I would be grateful if someone is willing to check my solution to the following problem:
Let $n \in \mathbb{N}$, two orthogonal vectors $\mathbf{c}, \mathbf{d} \in \mathbb{R}^{n}, \mathbf{c} \neq 0, \mathbf{d} \neq 0$ .
Define the function $\psi: \mathbb{R}^{n} \longrightarrow \mathbb{R}$ by: $$ \psi(\mathbf{x})=\|\mathbf{x}\|^{2}-\langle\mathbf{d}, \mathbf{x}\rangle, \quad \forall \mathbf{x} \in \mathbb{R}^{n} . $$
Prove that the following set is closed: $$ \left\{\mathbf{x} \in \mathbb{R}^{n} ;\langle\mathbf{c}, \mathbf{x}\rangle=0, \text { and } \psi(\mathbf{x}) \leq 0\right\}\\ $$
My attempt:
Writing the terms explicitly and making a "merge" of both conditions: $$ \left\{\mathbf{x} \in \mathbb{R}^{n} ;\psi(\mathbf{x}) \leq \langle\mathbf{c}, \mathbf{x}\rangle\right\}\\= \left\{\mathbf{x} \in \mathbb{R}^{n} ; \|\mathbf{x}\|^{2}-\langle\mathbf{d}, \mathbf{x}\rangle \leq\langle\mathbf{c}, \mathbf{x}\rangle\right\}\\ =\left\{\mathbf{x} \in \mathbb{R}^{n} ;\|\mathbf{x}\|^{2}-\langle\mathbf{d}, \mathbf{x}\rangle-\langle\mathbf{c}, \mathbf{x}\rangle \leq 0\right\} $$
Define $$ \begin{aligned} &g: \mathbb{R}^{n} \longrightarrow \mathbb{R} \\ &x \longmapsto\|\mathbf{x}\|^{2}-\langle\mathbf{d}, \mathbf{x}\rangle-\langle\mathbf{c}, \mathbf{x}\rangle \end{aligned} $$
Now $g$ is continuous as the inner product is (and so does the norm which the inner product induces).

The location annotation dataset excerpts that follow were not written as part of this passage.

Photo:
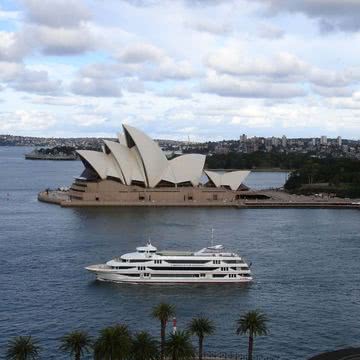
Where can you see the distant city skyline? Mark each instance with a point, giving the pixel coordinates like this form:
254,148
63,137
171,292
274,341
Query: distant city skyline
198,69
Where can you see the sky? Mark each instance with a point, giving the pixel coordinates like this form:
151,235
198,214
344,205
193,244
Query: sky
180,69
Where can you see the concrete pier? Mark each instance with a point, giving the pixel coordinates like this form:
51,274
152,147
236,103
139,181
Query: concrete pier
277,199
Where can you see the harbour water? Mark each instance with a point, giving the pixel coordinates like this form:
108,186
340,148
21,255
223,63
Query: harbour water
305,263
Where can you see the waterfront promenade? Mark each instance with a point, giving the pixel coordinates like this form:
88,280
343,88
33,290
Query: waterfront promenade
276,199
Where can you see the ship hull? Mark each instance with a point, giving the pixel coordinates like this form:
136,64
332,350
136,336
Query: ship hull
104,274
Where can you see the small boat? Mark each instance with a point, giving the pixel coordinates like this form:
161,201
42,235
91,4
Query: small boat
148,265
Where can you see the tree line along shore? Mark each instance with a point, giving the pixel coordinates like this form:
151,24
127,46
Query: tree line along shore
117,342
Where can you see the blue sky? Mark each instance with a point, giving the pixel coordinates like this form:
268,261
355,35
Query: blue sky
204,69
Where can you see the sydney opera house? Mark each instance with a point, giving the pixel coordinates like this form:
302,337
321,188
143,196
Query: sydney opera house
134,169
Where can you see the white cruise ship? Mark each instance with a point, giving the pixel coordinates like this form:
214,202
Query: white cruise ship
148,265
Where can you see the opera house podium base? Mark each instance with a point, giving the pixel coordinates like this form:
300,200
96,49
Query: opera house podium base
110,192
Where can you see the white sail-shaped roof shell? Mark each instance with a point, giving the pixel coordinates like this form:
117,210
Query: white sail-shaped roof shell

Is it possible to say that since the set above is actually $ g^{-1}((-\infty, 0]) $, then it is a preimage of continuous function on a closed set and hence is closed?
Thank you
Your set is the intersection of the sets$$\{\mathbf x\in\Bbb R^n\mid\langle\mathbf c,\mathbf x\rangle=0\}\tag1$$and$$\{\mathbf x\in\Bbb R^n\mid\psi(\mathbf x)\leqslant0\}.\tag2$$All you need to do then is to prove that both $(1)$ and $(2)$ are closed sets. But if $\varphi\colon\Bbb R^n\longrightarrow\Bbb R$ is the function defined by $\varphi(\mathbf x)=\langle\mathbf c,\mathbf x\rangle$, then$$(1)=\varphi^{-1}\bigl(\{0\}\bigr)\quad\text{and}\quad(2)=\psi^{-1}\bigl(]-\infty,0]\bigr).$$So, since $\varphi$ and $psi$ are continuous and $\{0\}$ and $]-\infty,0]$ are closed subsets of $\Bbb R$, $(1)$ and $(2)$ are indeed continuous.
Concerning your attempt, I see no reason why your equalities between sets would hold.